We present a reduced-order model (ROM) methodology for inverse scattering problems in which the reduced-order models are data-driven, i.e. they are constructed directly from data gathered by sensors. Moreover, the entries of the ROM contain localised information about the coefficients of the wave equation. We solve the inverse problem by embedding the ROM in physical space. Such an approach is also followed in the theory of ``optimal grids,'' where the ROMs are interpreted as two-point finite-difference discretisations of an underlying set of equations of a first-order continuous system on this special grid. Here, we extend this line of work to wave equations and introduce a new embedding technique, which we call Krein embedding, since it is inspired by Krein's seminal work on vibrations of a string. In this embedding approach, an adaptive grid and a set of medium parameters can be directly extracted from a ROM and we show that several limitations of optimal grid embeddings can be avoided. Furthermore, we show how Krein embedding is connected to classical optimal grid embedding and that convergence results for optimal grids can be extended to this novel embedding approach. Finally, we also briefly discuss Krein embedding for open domains, that is, semi-infinite domains that extend to infinity in one direction.
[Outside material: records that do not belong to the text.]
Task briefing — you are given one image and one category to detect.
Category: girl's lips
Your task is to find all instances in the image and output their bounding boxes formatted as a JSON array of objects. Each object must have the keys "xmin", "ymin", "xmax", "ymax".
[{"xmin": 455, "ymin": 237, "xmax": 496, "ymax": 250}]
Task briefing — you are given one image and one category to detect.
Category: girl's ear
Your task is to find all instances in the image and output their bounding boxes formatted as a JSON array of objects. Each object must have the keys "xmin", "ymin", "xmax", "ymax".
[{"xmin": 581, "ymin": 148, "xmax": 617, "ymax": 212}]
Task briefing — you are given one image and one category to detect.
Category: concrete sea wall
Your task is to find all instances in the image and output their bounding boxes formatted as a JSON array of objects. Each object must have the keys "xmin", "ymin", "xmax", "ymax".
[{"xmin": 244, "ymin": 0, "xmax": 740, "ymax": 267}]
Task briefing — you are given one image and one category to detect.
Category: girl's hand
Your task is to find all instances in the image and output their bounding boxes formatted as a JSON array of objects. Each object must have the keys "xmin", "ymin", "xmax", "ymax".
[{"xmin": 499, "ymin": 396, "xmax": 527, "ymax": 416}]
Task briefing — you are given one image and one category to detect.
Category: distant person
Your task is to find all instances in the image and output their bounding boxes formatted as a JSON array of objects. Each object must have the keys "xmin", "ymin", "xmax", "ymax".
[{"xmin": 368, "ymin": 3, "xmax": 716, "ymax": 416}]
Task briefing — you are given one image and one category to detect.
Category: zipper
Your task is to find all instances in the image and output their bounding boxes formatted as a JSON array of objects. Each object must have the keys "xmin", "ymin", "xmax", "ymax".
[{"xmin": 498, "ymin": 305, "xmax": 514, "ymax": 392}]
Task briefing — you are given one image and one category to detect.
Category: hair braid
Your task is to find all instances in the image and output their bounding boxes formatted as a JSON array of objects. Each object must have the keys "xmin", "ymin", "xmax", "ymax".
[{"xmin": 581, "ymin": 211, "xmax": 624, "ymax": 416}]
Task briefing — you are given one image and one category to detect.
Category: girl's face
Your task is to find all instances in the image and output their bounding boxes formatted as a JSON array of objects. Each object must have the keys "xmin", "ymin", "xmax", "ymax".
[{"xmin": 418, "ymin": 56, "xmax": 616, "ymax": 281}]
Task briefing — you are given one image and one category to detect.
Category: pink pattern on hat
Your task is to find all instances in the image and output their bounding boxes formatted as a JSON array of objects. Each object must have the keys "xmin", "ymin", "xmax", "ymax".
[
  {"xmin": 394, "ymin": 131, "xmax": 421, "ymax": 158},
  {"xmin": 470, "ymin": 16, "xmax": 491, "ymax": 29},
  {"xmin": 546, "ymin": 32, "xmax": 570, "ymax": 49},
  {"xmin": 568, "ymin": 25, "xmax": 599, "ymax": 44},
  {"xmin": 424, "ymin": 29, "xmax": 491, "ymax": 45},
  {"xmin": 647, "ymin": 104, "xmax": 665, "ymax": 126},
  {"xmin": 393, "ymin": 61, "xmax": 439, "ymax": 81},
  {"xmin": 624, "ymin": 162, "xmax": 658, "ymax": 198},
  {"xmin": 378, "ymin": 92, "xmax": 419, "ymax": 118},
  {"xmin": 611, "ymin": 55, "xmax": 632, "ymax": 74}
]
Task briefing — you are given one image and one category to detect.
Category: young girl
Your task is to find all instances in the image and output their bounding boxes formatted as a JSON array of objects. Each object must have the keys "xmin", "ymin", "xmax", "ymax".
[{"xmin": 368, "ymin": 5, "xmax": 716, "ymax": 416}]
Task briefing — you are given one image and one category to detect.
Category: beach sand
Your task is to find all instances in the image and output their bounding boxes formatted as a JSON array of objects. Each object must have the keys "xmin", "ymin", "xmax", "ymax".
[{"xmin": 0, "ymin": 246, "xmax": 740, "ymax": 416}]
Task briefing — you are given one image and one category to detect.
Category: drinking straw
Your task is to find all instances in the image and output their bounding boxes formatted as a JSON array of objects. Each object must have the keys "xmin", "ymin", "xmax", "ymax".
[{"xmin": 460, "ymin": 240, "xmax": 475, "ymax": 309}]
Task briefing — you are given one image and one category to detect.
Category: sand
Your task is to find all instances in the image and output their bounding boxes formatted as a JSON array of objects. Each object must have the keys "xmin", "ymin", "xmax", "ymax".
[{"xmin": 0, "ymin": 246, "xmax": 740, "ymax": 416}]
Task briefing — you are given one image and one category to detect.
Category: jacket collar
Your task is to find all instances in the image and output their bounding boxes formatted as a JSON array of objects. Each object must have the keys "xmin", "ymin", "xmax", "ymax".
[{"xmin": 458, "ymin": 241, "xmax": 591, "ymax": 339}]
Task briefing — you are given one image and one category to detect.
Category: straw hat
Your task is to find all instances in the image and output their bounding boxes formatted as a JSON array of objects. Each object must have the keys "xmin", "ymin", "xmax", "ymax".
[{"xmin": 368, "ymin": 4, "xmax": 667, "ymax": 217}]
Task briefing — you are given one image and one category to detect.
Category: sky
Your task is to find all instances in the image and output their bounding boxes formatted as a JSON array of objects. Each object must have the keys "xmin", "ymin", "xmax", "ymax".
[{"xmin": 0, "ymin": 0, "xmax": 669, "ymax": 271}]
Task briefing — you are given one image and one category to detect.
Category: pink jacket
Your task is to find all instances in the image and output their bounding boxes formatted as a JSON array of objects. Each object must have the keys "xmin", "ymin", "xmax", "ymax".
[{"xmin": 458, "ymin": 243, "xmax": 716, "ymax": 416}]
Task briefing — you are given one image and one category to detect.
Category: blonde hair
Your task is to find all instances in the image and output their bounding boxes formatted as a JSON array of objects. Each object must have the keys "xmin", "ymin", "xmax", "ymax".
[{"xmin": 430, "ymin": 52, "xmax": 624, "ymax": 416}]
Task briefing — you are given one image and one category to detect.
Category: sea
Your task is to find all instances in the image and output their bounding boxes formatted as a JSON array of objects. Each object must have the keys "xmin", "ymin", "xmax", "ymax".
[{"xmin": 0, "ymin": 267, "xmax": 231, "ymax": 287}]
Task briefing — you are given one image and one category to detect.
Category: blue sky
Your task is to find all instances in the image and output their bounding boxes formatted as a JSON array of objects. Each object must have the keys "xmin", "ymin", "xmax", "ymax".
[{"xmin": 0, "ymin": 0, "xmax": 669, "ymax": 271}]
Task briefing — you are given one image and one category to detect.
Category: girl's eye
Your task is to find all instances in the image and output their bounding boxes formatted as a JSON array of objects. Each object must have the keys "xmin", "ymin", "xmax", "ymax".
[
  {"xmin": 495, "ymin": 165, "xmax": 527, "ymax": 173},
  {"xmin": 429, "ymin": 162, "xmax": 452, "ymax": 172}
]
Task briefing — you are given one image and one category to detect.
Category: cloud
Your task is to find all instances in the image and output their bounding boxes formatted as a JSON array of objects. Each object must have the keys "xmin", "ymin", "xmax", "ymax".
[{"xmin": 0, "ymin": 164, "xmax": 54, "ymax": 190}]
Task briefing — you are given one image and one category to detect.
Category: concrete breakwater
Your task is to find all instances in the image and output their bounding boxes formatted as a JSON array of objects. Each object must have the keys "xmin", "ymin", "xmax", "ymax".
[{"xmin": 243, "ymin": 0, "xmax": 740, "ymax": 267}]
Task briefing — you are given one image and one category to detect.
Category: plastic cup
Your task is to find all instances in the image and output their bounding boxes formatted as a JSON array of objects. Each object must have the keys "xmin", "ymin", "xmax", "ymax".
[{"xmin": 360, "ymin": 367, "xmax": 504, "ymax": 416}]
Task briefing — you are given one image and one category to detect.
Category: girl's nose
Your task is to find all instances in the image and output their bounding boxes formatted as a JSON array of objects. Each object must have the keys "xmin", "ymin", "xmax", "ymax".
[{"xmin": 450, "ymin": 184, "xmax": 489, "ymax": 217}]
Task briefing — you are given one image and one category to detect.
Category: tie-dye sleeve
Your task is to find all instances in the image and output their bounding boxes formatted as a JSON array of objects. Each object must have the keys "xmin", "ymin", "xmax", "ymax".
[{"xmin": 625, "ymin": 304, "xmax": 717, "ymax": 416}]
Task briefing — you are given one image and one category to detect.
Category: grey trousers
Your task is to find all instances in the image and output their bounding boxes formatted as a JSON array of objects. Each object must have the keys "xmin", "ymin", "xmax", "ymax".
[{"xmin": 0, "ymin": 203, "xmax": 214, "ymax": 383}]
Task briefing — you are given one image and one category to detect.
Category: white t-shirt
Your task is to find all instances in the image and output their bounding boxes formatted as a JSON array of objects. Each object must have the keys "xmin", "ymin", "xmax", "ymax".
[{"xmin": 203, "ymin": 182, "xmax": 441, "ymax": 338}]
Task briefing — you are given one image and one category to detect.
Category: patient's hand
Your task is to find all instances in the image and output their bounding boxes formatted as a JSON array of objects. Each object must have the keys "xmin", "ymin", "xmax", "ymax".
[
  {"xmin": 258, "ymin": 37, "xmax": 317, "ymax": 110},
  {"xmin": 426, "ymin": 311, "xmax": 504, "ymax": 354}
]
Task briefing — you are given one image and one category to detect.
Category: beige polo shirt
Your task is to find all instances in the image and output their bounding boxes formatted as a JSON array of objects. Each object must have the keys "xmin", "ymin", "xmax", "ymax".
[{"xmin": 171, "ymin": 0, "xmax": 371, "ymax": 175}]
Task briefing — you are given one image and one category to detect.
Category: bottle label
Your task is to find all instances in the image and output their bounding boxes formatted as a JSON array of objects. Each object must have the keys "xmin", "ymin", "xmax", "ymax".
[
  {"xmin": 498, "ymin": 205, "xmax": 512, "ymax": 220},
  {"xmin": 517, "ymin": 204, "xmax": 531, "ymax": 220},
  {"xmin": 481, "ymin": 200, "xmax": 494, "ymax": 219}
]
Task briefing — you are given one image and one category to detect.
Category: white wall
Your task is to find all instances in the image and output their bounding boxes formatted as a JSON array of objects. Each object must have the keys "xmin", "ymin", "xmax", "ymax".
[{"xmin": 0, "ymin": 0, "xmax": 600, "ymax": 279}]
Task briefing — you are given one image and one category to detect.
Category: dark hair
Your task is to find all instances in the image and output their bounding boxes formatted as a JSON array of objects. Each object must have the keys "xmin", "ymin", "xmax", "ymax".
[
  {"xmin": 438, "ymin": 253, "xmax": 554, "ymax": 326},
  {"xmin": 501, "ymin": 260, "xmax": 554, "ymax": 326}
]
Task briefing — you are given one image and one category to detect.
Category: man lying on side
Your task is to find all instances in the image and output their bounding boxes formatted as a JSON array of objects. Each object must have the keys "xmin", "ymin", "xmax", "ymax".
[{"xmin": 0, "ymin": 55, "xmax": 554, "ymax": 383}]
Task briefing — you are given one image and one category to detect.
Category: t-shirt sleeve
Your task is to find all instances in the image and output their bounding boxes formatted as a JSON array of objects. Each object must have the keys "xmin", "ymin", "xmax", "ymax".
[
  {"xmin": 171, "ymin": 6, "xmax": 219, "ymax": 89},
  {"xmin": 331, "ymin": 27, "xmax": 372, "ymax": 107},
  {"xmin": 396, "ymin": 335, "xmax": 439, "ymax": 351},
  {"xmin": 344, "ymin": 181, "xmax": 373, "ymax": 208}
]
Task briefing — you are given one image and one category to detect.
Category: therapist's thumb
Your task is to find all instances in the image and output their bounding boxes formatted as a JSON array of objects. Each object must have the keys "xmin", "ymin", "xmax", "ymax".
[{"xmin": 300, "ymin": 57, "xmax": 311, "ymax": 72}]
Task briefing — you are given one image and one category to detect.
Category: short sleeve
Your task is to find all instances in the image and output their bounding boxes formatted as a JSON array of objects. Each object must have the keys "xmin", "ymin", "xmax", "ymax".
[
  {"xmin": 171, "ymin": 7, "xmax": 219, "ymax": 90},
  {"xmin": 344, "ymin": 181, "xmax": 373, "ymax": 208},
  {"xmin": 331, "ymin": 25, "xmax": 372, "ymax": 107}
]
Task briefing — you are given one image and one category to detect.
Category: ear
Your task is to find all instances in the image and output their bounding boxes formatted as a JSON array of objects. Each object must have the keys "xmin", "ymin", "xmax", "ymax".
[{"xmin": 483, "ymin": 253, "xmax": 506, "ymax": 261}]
翻译：我们提出了一种针对逆散射问题的降阶模型（ROM）方法，其中降阶模型是数据驱动的，即直接由传感器采集的数据构建。此外，ROM的条目包含波动方程系数的局部化信息。我们通过将ROM嵌入物理空间来求解逆问题。这种方法也遵循“最优网格”理论的思路，在该理论中，ROM被解释为底层一阶连续系统方程组在该特殊网格上的两点有限差分离散化。在此，我们将这一工作路线扩展到波动方程，并引入一种新的嵌入技术，称之为Krein嵌入，因其灵感来自Krein关于弦振动的开创性工作。在这种嵌入方法中，自适应网格和一组介质参数可以直接从ROM中提取，并且我们表明可以避免最优网格嵌入的若干局限性。此外，我们展示了Krein嵌入如何与经典的最优网格嵌入相关联，并且最优网格的收敛性结果可以推广到这种新的嵌入方法。最后，我们还简要讨论了开放域（即沿一个方向延伸至无穷远的半无限域）上的Krein嵌入。